Bandura’nın (1977) sosyal bilişsel kuramına bakıldığında kişisel etkenler, bireyin davranışları ve çevresel faktörler ortak olarak birbirini etkilemekte ve bunların etkileşimleri de bireyin gelecek eylemlerini belirlemektedir. Zimmerman’a göre de (1989) öz-düzenleme bireysel, davranışsal ve çevresel faktörlerin etkileşim içinde olduğu üçlü (triadic) bir süreçtir.

Öz-düzenlemeli öğrenmenin şu özellikleri içerdiği söylenebilir: Kişilerin öz-düzenlemeli öğrenme yöntemlerini kullanmaları, öğrenmelerinin etkinliği hususunda kişisel dönüt verebilmeleri ve güdülenme süreçleridir.

Bilgi İşleme Kuramı

Bilgi işlem teorileri, insanların çevresel olaylara nasıl baktığına, öğrenilecek bilgileri nasıl kodladığına ve bellekteki bilgilerle nasıl ilişkilendirdiğine, yeni bilgileri bellekte nasıl sakladığına ve gerektiğinde nasıl geri getirdiklerine odaklanır (Shuell, 1986).

Bilgi işlem teorileri, dikkat, algı, kodlama, depolama ve bilginin elde edilmesine odaklanır. Öğrenmeyi etkileyen esas yapılar bellek (kısa ve uzun süreli) ve duyusal kayıt olarak belirtilmiştir. Bu kurama göre birey gelen uyarıcıları organlarıyla algılayarak öncelikle duyuşsal olarak belleğe kaydeder. Ardından bunların bazıları kısa süreli belleğe

12

aktarılır.

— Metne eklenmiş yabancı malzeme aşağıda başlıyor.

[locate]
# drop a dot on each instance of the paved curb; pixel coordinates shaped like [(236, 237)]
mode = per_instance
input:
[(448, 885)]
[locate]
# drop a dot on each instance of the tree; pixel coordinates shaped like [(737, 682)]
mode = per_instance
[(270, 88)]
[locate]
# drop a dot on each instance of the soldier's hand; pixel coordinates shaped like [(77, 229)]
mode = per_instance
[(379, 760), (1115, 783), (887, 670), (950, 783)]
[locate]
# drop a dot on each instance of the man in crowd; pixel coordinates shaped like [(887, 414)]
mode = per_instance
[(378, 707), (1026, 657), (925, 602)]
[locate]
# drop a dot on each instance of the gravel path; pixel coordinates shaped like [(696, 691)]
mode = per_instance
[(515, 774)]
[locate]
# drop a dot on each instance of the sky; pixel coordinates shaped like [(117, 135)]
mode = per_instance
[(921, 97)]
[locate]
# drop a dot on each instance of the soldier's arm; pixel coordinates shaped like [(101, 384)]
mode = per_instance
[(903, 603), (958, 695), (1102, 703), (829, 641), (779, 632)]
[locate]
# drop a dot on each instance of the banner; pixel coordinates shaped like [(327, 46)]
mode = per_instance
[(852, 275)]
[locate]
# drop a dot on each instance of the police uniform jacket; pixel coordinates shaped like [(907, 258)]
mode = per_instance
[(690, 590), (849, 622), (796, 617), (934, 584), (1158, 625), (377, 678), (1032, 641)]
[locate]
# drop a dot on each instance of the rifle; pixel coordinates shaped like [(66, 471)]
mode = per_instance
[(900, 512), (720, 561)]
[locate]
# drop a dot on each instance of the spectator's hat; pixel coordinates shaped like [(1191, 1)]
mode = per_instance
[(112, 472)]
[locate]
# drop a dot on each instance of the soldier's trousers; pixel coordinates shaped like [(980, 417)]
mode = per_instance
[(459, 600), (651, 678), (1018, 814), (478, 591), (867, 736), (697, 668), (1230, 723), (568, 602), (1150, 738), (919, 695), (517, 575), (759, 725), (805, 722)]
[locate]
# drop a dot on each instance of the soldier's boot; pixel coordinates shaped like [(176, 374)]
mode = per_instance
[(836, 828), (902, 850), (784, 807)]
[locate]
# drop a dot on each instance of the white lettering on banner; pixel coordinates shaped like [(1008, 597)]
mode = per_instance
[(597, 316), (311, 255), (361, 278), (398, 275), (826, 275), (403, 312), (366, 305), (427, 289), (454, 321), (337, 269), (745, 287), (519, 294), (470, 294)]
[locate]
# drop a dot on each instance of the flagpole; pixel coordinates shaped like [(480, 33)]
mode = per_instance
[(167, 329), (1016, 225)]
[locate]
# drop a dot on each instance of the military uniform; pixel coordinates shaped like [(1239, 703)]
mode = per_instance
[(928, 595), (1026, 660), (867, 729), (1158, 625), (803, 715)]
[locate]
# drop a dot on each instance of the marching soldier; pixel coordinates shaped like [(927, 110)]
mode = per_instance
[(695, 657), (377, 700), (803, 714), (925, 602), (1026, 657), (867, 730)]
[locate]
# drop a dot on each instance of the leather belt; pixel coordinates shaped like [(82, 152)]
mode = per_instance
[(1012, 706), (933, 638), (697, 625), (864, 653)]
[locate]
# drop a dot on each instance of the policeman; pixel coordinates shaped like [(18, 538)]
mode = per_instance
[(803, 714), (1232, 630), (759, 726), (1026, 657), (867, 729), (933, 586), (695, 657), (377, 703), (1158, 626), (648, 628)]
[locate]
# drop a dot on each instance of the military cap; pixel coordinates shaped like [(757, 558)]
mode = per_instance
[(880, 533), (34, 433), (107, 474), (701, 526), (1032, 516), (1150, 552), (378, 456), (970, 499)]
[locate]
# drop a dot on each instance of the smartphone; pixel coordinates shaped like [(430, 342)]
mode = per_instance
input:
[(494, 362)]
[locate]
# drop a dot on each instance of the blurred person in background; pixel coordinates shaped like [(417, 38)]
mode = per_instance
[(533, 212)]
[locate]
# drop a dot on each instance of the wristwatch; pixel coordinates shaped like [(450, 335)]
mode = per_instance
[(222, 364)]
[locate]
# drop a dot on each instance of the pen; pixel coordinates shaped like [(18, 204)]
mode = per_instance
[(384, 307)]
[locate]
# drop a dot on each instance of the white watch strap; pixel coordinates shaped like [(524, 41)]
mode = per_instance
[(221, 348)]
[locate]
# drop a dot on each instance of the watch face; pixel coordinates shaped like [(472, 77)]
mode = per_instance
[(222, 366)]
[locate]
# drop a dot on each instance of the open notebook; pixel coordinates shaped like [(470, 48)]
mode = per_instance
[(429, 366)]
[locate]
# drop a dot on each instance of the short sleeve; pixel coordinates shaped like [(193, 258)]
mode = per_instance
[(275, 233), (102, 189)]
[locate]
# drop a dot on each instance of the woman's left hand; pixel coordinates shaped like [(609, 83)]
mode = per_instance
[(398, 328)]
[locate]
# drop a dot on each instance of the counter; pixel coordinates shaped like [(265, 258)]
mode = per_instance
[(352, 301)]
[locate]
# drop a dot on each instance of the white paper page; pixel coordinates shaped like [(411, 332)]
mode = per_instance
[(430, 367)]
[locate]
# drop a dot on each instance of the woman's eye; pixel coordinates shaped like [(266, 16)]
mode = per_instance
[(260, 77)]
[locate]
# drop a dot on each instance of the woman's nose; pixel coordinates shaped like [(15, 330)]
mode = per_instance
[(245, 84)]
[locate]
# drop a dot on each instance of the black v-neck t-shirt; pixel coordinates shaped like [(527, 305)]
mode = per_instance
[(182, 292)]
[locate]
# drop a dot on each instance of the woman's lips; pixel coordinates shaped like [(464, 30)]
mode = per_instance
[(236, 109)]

Burada ise yeni gelen bilgiler burada bulunan mevcut bilgiler ile ilişkilendirilir.

Ardından uzun süreli belleğe iletilir. Uzun süreli bellekte bilgiler saklanıp korunur. Bu bellekte yer alan bilgiler genellikle şemalar ve önermeler halinde saklanır, buradaki bilgiler lazım olduğunda getirilerek davranışa dönüştürülür (Schunk, 2011).

Eylem Kontrol Kuramı

Bu teoriye göre bireylerin bir davranışı yapmaya yönelik isteği ne kadar kuvvetli ise, o davranışın sergilenmesi ihtimali de o kadar kuvvetlidir. Buradaki önemli husus, yapılması niyet edilen davranış eğer tam anlamıyla bireyin kendi kontrolünde ise gerçekleşmesi muhtemeldir. Öte yandan, örneğin bazı davranışların gerçekleşmesi için lazım olan hususlar oldukça iyi karşılanabilse de, birçok davranışın gerçekleştirilmesi için ihtiyaç duyulan imkân ve kaynaklar (örneğin zaman, para, beceri vb.) gibi bazı etkenlerin mevcut olup olmamasına bağlıdır (Ajzen, 1991).